Today, Meta unveiled the latest result of its chip development efforts, notably following Intel’s recent announcement of its newest AI accelerator hardware. Dubbed the “next-gen” Meta Training and Inference Accelerator (MTIA), it serves as the successor to last year’s MTIA v1, powering models including those for ranking and recommending display ads on Meta’s platforms, such as Facebook.
Takeaways
- These MTIA chips are part of their growing investment in AI infrastructure and will enable Meta to deliver new and better experiences across all apps and technologies.
- Meta is introducing the next generation of Meta’s custom-made chips designed for our AI workloads.
- This latest version shows significant performance improvements over MTIA v1 and helps power our ranking and recommendation ads models.
- This latest version significantly improves performance compared to the last generation and helps power ranking and recommendation ads models on Facebook and Instagram.
Distinguished from its predecessor, MTIA v1, which was constructed on a 7nm process, the next-gen MTIA operates on a 5nm process. This advancement in chip manufacturing technology translates to a physically larger design housing more processing cores, albeit with higher power consumption at 90W compared to 25W. However, it compensates with increased internal memory (128MB versus 64MB) and a boosted average clock speed (1.35GHz up from 800MHz).
In its blog post, Meta highlights its rapid development cycle, boasting a timeline of fewer than nine months from initial silicon to production models for the next-gen MTIA. Yet, despite these strides, Meta faces a steep climb to achieve independence from third-party GPUs and match the pace set by its competitors.

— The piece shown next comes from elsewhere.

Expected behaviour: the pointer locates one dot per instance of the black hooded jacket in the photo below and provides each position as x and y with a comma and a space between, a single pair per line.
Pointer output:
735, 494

Currently deployed across 16 data center regions, Meta asserts that the next-gen MTIA delivers up to three times better performance compared to MTIA v1. While the specifics behind this claim may seem elusive, Meta maintains that it stems from rigorous testing of “four key models” across both iterations.

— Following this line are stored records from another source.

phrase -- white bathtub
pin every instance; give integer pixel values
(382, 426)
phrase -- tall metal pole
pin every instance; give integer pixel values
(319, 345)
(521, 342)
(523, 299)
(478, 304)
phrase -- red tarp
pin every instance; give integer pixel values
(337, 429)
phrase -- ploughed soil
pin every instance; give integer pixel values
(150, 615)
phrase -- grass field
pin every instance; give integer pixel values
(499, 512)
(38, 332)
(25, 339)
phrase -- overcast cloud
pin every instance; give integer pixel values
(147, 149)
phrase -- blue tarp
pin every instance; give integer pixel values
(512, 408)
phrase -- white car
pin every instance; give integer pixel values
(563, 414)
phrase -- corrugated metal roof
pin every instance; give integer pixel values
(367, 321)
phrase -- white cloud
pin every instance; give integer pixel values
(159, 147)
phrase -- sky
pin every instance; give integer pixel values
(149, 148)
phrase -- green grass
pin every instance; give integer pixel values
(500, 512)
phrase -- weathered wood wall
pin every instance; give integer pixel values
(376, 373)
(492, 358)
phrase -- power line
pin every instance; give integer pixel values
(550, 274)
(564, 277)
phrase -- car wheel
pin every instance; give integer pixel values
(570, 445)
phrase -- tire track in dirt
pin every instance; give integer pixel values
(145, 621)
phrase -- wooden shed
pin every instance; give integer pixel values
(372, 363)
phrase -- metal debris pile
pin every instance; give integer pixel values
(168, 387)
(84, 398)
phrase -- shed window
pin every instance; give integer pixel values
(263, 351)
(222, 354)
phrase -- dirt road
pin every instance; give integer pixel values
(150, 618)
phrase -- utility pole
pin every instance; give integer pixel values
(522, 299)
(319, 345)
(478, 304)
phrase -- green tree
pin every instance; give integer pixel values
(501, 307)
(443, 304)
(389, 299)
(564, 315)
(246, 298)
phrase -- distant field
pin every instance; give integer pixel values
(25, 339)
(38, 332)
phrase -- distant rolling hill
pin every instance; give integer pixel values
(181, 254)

Meta underscores its control over the entire hardware and software stack, asserting greater efficiency compared to commercially available GPUs. This holistic approach underscores Meta’s commitment to optimizing performance across its AI infrastructure.
The unveiling of Meta’s latest hardware marks an unconventional move, coming on the heels of a press briefing on the company’s ongoing generative AI initiatives. Notably, Meta discloses that while the next-gen MTIA is not currently utilized for generative AI training workloads, several programs are underway exploring this potential. Moreover, Meta acknowledges that the next-gen MTIA is intended to complement rather than replace GPUs for model training and execution.
Below this sits the runtime stack responsible for interfacing with the driver/firmware. The MTIA Streaming interface abstraction provides the basic and essential operations that both inference and (in the future) training software require to manage the device memory, as well as run operators and execute compiled graphs on the device.
Finally, the runtime interacts with the driver, which sits in user space – a decision we made to enable us to iterate faster on the driver and firmware within our production stack.
Amidst Meta’s measured progress, pressure mounts on its AI teams to streamline costs. With projected expenditures of $18 billion by 2024 on GPUs for training and running generative AI models, Meta sees in-house hardware development as a cost-effective alternative.
Meta’s Ongoing Investment in Custom Silicon
However, as Meta strives to gain ground, rivals surge ahead, posing challenges for Meta’s leadership. Google’s recent release of its fifth-generation custom chip for AI model training, TPU v5p, alongside its dedicated chip for model execution, Axion, underscores the competitive landscape. Similarly, Amazon and Microsoft have made significant strides in custom AI chip development, intensifying the race for AI supremacy.
The team is currently designing custom silicon to work in cooperation with their existing infrastructure as well as with new, more advanced hardware (including next-generation GPUs) that may be leveraged in the future.
They are currently running several programs underway aimed at expanding the scope of MTIA, including support for GenAI workloads.